Rust advises, “The world needs bad men. We keep the other bad men from the door” and we have to admit that for all his faults we’d rather have him on our side than the baffled Marty. The double date scene is another strong one following the opener’s dinner at the Harts, in which the social milieu of the partners is never seen to be straightforward. Marty builds up the momentum to topple his life over the brink as he becomes jealous of Lisa carrying on with another guy. He shows up at her house and makes a scene, while his other self is sagely describing how “People give you rules. Rules describe the shape of things”.

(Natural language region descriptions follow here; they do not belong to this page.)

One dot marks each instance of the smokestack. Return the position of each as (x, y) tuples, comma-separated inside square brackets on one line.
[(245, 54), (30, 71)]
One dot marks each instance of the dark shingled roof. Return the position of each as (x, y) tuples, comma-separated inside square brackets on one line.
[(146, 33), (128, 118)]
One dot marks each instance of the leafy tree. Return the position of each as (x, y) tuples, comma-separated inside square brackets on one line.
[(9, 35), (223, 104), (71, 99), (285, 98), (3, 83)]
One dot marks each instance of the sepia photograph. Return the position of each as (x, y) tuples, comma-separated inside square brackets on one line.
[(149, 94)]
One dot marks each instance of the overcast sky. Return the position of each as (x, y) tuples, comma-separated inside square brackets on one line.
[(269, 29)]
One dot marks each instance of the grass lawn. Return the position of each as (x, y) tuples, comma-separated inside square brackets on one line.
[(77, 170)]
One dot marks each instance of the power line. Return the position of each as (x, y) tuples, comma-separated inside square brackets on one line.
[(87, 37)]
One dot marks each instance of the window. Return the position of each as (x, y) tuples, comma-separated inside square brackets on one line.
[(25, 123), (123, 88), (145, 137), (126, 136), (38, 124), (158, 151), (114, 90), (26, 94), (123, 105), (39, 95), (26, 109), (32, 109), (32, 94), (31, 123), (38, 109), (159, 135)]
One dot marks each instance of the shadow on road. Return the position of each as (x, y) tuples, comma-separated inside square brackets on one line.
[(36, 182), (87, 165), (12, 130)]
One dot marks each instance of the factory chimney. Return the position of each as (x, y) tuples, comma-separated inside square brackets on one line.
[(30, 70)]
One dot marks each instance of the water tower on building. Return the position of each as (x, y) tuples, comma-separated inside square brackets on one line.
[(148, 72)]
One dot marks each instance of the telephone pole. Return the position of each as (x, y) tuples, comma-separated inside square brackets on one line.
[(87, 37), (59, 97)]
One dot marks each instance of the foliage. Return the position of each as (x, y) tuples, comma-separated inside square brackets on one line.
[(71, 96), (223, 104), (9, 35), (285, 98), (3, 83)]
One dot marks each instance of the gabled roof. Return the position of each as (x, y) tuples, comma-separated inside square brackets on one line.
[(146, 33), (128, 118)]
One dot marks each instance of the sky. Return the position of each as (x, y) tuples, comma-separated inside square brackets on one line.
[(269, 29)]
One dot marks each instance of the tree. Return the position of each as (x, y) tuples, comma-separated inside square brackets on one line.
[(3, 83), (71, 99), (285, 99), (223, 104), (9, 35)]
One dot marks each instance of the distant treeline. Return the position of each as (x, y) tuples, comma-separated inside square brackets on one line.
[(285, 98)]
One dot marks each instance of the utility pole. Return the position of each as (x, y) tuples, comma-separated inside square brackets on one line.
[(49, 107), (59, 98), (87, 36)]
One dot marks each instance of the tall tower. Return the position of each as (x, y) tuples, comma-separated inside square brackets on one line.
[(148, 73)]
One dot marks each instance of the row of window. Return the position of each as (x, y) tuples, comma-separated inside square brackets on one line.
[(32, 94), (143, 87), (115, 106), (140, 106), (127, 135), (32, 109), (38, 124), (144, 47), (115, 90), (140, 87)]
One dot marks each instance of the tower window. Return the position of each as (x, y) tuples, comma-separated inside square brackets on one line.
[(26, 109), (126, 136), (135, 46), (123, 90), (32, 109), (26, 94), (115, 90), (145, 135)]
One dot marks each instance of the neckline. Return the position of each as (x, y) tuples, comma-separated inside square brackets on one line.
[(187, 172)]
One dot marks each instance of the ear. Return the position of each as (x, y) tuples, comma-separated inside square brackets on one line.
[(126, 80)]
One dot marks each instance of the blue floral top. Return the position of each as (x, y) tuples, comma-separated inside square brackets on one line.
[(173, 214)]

Rust in 2012 tells us that he’s never been in a room for more than 10 minutes without knowing if a suspected perp did it or not, which would have been a sure indication of whether these two were under any illusion if indeed they got the wrong guy. Except that… well, that’s episode five. Rust and Marty investigate an old school started by Tuttle (him again), “Light of Way”, which was attended by an old case considered to be an accidental drowning. It turns out she was the ex-wife of Charlie Lange, who in turn shared a cell with one drug dealer and sex offender Reggie Ledoux , with whom she ran off. The manner in which McConaughey, with all but a flourish, announces “And finally, we arrive at Reginald Ledoux” has the air of one who knows he has a rattling good yarn to spin. So too, his probing of his interviewers (“You ever been in a gunfight?”) sets up something big in store along withfurther morbid thoughts (“They welcomed it” concludes Rust of the ends met by murder victims as, in the last instance, they saw how easy it was to let go).
The final shot is thunderously uneasy; outside a remote ramshackle farm, a gas-masked meth-maker in his underwear, machete in hand, walks by in slow motion. Combined with the industrial twitchiness of the soundtrack, it’s a visual as potent as the arrival of Leatherface in Texas Chainsaw Massacre.